Trump win leaves UAE students at a loss
Dubai - Many are now reconsidering their study abroad options.
Donald Trump's US election win has thrown a spanner in the works for many students in the UAE, who had hopes of pursuing higher education in the US. And many are now reconsidering their study abroad options.
Seventeen-year-old Zoha Ali always had plans to go to the US. But as a Muslim Pakistani, she said she cannot help but wonder if she'll be the target of hate crime as an overseas student there.
"I've seen things on social media that have left me worried. People are being targeted in subways and on school campuses and these are all areas I'll be frequenting if I move there," she told Khaleej Times.
After spending countless hours over the past few months shortlisting US university applications, Ali said her biggest concern now is whether she'll be treated like an outsider.
"Choosing a university, especially one overseas, is already a stressful process. This is just adding to the pressure," she said.
Following Trump's feat over Hilary Clinton last week, many students in the UAE are of the same sentiment as Ali. Although she said she has "not completely ruled out" studying there, she has been forced to consider alternative options in Canada.
"It feels unfair to have been put in this predicament, but I'm not the only one."
Grade 12 student, A.M., said he has been left in a state of flux, too.
"I always had my sights set on a US education but now I feel uneasy about it."
Australia could be another choice, but he said being so far from home it's not ideal. "I feel lost, and I'm just not sure I'd feel safe going to the US, especially as it's my first time going overseas alone."
But taking a more positive approach on the issue is 18-year-old Pakistani student Shahamah Tariq
Although the election results were a shock to her, she said she's adamant to pursue her studies abroad. "There has been so much on social media about the hate campaigns following Trump's win, but on the other side, we've seen students stand together and protest against that hate. That's encouraging to see."
Things will settle
There is no doubt social media has played a huge part in portraying the negative reaction to Trump's win, but it has also acted as a call for help for some.
Rema Menon, director of Counselling Point Training & Development in Dubai, told Khaleej Times that many of her students studying in the US have reached out to her over Facebook.
"They have been expressing concern over what their status as students will be there - especially Muslim students."

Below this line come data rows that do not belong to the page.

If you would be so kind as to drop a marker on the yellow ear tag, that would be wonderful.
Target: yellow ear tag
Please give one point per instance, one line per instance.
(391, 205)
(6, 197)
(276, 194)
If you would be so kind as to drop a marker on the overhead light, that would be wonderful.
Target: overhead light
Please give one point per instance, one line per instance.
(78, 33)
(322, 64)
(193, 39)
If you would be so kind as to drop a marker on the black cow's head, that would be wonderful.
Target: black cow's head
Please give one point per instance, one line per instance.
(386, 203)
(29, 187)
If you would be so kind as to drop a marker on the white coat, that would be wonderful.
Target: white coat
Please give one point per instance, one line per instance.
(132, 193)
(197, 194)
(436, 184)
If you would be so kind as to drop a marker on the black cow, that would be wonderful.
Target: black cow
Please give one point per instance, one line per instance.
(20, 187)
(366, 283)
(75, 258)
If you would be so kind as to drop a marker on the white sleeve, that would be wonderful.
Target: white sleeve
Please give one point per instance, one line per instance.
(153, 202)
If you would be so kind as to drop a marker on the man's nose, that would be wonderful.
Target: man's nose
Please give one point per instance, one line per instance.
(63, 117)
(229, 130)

And though the concern is well placed, Menon said she expects things to "die down very soon".
"One of my students, a Muslim boy, is studying at RIT in New York and his student counsel has offered lots of support."
And even president Janet Napolitano of the University of California issued a statement, which said it is "proud of being a diverse and welcoming place for students... with a wide range of backgrounds, experiences and perspectives".